Non credo ci siano dubbi sul fatto che ciascuna persona dovrebbe vivere e morire in modo dignitoso. Mi hanno fatto riflettere queste parole di una signora novantenne che spiegava cosa fosse per lei morire dignitosamente: “Vorrei una morte tranquilla, nel mio letto, non all’ospedale. Vorrei che ci sia qualcuno attorno a me e che mi dica parola d’amore, che mi dia la forza di morire, che mi carezzi con gesti dolci e leggeri, che mi lasci scivolare nella morte senza forzarmi a mangiare, se non ne ho più voglia. Voglio sentire la vita attorno a me, i bambini che corrono, la gente che parla, e se io soffro, che qualcuno mi dia ciò che mi aiuti a non soffrire. Questo è per me morire con dignità”. Certo, è difficile legare questa morte ad un dispositivo legislativo. In verità, parlare di dignità del morire significa promuovere una nuova cultura della vita e delle relazioni. Non è dignità mettere una pillola mortale sul comodino a disposizione del moribondo; e tanto meno è dignità una iniezione di veleno, o un bicchiere di bevanda letale, anche se a chiederlo è stato lo stesso malato. Ed è certo indegno non accorgersi del mare di solitudine e di non senso che sta vivendo chi ritiene che non vale più la pena di vivere. Tale indifferenza è l’amara conferma di ciò che lo tormenta: non valere più nulla per nessuno. Il medico cattolico – almeno lui – stia accanto e accompagni, cerchi di guarire fin dove è possibile e non smetta mai di curare. E’ quel che Gesù faceva e per questo dall’antica Chiesa fu chiamato “medico”.

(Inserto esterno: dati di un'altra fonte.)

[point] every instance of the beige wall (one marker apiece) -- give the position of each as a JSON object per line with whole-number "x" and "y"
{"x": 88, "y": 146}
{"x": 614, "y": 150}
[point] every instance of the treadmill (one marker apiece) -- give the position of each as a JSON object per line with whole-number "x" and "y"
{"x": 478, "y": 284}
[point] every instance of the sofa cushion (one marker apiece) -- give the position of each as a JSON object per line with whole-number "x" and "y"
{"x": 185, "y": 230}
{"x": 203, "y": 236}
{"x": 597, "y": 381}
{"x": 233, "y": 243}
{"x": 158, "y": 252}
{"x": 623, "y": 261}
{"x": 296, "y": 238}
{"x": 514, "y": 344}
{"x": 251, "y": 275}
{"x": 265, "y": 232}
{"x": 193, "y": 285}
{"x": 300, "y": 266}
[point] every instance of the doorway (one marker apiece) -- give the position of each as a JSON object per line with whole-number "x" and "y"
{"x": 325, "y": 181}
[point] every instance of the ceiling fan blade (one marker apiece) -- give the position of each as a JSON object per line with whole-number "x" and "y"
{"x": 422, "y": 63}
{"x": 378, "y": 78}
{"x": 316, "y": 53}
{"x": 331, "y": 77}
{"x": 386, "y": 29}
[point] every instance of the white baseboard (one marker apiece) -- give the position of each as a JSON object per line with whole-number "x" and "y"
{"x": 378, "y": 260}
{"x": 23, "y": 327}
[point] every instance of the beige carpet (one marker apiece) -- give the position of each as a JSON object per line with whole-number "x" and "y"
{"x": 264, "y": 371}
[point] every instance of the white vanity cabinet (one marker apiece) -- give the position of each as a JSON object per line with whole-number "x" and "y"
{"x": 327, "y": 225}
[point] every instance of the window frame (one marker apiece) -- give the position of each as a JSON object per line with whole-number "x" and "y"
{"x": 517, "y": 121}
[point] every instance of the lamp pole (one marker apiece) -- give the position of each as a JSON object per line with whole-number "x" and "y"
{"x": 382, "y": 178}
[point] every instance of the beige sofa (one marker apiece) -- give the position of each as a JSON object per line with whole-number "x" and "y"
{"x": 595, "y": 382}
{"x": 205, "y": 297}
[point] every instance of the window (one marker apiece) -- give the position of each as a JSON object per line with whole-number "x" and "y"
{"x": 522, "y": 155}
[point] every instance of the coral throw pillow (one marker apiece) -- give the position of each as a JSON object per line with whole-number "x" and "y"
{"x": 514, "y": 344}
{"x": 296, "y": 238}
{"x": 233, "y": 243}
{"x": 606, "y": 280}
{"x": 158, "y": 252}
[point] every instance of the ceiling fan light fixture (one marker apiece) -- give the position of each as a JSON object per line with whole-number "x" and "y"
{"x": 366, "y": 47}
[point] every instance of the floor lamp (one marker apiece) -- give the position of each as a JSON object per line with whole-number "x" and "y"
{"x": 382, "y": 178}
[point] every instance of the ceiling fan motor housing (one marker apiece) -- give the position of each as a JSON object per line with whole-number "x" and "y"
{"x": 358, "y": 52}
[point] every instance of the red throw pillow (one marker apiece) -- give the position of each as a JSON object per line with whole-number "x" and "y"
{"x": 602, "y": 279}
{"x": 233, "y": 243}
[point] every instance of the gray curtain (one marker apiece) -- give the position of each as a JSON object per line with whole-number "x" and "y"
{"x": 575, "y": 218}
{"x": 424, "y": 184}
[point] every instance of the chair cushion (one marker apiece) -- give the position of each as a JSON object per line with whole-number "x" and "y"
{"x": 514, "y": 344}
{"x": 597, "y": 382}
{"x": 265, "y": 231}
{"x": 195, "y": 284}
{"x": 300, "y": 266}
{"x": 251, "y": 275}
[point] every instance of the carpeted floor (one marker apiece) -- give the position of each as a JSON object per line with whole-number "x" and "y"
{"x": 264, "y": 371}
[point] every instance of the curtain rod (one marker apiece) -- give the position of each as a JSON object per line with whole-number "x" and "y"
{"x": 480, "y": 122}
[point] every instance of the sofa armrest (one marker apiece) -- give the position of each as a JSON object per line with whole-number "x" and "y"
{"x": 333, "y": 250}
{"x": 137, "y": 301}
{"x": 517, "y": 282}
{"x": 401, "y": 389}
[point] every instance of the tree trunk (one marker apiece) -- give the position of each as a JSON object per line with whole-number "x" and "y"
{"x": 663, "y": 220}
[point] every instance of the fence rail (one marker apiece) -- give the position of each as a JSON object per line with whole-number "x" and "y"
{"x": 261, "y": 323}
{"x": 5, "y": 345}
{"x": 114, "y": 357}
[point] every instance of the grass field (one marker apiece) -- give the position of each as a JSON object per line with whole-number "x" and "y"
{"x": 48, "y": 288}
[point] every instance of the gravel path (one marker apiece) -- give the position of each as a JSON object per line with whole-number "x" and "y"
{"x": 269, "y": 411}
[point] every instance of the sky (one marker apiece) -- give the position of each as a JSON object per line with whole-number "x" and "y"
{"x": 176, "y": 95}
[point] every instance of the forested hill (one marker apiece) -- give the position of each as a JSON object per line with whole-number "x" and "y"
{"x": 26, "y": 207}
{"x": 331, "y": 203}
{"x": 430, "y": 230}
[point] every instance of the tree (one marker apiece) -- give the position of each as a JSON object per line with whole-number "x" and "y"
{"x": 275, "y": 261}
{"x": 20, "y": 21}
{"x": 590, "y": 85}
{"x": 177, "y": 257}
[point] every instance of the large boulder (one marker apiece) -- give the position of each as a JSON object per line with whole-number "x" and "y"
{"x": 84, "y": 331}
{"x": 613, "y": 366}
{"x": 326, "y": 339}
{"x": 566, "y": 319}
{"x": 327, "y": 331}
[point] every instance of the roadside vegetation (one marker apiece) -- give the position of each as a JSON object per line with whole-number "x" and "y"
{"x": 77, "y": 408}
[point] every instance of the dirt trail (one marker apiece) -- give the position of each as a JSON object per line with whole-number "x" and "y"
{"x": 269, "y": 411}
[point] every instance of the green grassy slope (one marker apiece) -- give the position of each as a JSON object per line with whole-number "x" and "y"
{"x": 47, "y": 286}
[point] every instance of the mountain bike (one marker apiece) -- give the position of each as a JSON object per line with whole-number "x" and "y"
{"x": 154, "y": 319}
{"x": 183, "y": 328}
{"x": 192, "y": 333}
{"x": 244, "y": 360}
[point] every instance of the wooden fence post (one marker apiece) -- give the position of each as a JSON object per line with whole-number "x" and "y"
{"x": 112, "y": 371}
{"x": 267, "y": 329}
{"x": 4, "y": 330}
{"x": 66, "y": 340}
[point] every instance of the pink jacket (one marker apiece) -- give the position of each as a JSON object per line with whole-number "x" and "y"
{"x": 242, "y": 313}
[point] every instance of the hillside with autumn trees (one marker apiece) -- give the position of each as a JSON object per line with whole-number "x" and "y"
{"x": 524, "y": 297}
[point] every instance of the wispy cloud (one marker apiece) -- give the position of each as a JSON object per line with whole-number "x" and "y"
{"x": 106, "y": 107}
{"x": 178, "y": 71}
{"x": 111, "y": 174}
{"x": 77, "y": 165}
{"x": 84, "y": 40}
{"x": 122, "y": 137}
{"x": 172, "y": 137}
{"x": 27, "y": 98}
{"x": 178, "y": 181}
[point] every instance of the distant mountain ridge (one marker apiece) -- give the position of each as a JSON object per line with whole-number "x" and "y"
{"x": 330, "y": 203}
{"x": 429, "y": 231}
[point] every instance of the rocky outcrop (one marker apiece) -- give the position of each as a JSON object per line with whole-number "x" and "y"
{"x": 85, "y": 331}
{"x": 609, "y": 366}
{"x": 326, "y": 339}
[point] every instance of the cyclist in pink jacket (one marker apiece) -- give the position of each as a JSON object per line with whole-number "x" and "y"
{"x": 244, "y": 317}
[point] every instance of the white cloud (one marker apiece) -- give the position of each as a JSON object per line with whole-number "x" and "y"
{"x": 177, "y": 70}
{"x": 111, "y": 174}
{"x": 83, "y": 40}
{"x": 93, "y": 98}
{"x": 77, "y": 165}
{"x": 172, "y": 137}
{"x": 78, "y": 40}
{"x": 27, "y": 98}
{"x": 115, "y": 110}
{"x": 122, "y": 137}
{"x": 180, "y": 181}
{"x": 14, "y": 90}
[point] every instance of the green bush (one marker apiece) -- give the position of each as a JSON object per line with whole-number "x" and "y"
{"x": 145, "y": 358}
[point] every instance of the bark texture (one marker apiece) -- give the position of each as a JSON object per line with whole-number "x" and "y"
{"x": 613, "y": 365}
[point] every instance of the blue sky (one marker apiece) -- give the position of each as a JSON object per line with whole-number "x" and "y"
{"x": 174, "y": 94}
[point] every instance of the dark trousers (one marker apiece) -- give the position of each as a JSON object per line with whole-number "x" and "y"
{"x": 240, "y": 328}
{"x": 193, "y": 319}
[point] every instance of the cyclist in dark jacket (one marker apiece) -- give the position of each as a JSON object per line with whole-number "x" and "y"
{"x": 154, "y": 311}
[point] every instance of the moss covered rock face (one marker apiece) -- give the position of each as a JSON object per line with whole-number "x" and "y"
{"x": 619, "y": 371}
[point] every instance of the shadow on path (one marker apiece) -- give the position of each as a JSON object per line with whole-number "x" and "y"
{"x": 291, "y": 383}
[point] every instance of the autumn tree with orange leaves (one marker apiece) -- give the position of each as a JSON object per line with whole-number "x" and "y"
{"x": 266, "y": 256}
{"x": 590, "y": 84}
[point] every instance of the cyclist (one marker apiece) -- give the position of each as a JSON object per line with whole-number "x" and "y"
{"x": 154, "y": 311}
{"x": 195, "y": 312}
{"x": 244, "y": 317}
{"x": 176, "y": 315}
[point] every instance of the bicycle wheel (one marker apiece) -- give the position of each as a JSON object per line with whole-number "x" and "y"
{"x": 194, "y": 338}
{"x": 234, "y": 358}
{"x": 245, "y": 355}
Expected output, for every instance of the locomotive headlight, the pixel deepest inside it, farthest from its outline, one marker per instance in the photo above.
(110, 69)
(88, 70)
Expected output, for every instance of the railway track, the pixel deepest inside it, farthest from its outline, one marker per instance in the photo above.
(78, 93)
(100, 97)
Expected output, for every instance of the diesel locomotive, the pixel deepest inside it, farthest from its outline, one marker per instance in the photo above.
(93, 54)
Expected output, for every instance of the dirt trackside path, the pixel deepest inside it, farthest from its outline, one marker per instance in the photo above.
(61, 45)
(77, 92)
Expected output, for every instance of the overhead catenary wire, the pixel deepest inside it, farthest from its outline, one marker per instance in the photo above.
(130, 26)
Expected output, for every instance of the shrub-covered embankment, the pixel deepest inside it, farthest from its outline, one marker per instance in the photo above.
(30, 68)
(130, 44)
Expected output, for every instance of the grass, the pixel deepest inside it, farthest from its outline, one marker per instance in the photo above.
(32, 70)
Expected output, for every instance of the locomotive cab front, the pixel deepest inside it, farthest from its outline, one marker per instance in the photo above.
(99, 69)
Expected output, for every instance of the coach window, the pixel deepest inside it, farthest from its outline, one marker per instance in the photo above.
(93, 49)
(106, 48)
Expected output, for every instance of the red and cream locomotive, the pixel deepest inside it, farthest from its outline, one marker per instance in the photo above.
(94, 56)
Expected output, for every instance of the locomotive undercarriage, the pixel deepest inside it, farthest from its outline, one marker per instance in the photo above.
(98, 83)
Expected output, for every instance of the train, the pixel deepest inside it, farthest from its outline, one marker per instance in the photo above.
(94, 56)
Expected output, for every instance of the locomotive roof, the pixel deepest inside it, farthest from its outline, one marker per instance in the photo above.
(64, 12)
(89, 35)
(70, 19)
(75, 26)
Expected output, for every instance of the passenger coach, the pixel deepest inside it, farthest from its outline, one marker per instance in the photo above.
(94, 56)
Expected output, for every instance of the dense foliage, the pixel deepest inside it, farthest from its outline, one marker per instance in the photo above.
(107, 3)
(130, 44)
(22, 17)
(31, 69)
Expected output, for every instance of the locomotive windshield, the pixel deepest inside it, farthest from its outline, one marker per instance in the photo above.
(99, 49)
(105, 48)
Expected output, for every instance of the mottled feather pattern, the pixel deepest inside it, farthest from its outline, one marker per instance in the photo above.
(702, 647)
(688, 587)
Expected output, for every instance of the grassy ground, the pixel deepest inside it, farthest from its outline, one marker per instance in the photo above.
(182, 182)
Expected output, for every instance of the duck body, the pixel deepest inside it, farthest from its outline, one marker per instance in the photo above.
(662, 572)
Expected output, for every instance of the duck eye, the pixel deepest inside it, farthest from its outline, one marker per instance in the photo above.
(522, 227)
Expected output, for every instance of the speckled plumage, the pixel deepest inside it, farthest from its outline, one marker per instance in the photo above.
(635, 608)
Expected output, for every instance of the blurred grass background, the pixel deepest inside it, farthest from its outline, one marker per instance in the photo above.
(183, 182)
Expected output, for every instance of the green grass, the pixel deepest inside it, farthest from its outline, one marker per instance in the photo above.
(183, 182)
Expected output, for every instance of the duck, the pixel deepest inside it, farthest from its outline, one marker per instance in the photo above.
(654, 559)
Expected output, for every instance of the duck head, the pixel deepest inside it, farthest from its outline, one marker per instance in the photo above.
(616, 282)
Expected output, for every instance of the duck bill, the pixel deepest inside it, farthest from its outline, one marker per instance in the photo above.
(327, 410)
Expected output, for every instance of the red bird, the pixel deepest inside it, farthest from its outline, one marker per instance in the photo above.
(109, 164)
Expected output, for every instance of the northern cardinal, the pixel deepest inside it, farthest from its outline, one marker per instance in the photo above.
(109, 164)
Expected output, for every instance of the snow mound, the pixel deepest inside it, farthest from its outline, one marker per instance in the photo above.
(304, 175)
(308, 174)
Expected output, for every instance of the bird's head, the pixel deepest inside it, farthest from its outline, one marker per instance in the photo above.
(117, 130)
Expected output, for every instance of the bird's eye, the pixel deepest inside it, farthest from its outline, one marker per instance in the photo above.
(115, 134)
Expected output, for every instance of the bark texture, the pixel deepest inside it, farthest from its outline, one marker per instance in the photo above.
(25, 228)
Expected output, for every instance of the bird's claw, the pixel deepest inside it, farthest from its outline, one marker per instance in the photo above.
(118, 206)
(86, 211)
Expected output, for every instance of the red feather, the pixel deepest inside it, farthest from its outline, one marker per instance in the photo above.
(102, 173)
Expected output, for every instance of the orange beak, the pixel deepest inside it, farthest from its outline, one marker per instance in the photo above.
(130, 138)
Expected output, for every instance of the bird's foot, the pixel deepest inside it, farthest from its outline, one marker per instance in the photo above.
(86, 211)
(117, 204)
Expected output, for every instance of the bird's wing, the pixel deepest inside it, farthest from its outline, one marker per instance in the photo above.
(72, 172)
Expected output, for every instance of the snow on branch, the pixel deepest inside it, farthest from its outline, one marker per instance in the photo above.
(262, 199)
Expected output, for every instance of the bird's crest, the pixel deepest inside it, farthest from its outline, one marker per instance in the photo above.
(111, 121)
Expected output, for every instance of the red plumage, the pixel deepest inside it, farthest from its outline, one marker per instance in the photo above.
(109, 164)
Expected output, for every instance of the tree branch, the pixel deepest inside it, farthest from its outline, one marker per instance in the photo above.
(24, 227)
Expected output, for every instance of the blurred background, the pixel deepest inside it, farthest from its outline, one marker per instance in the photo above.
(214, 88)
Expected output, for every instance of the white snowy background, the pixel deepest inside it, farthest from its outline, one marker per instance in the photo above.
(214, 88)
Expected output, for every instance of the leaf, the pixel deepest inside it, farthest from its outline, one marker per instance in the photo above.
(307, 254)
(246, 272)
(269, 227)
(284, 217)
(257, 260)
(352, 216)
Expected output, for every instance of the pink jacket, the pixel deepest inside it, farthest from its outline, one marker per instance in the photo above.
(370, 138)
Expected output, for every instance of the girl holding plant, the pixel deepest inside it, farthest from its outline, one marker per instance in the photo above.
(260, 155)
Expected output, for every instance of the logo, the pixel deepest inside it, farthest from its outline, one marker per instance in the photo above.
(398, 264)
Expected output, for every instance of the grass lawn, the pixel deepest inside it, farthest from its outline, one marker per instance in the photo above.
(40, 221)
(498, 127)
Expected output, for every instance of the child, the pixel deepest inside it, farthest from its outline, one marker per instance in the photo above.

Cari amici, la vera dignità è quella che prova la persona fragile, malata, quando viene curata con delicatezza, tatto, attenzione e accompagnata con affetto e generosa attenzione. La dignità, infatti, è essere riconosciuti come persona sempre, in ogni condizione, in ogni situazione. La vicinanza, il contatto fisico – una stretta di mano continuata, una parola detta con dolcezza, una carezza sulla guancia mentre si è negli ultimi istanti della vita – testimoniano a chi muore la sua grande dignità e a chi resta un ammaestramento sul senso della vita anche al momento della morte. Per questo dovremmo sdegnarci molto di più per la morte indignitosa di milioni di persone per la fame, la guerra, l’abbandono terapeutico, e così oltre. Lo scrive Papa Francesco nell’ultima Esortazione Apostolica, Gaudete et Exultate: “La difesa dell’innocente che non è nato, per esempio, deve essere chiara, ferma e appassionata, perché lì è in gioco la dignità della vita umana, sempre sacra, e lo esige l’amore per ogni persona al di là del suo sviluppo. Ma ugualmente sacra è la vita dei poveri che sono già nati, che si dibattono nella miseria, nell’abbandono, nell’esclusione, nella tratta di persone, nell’eutanasia nascosta dei malati e degli anziani privati di cura, nelle nuove forme di schiavitù, e in ogni forma di scarto”(101). Mi parrebbe quanto mai opportuno suscitare iniziative culturali – e questo Congresso ne è un esempio – assieme a proposte di leggi perché tutti abbiano una vita dignitosa, sana, e una attenta assistenza sanitaria. In un breve scritto redatto da cristiani evangelici e cattolici, in Germania, e pubblicato da Bernhard Vogel con il titolo “Al centro: la dignità dell’essere umano”, vien detto molta chiarezza che “la dignità è l’esigenza di rispetto”. Ma forse più che “esigenza” andrebbe usato il termine “diritto”. In tal senso si dovrebbe dire: “La dignità è il diritto al rispetto”.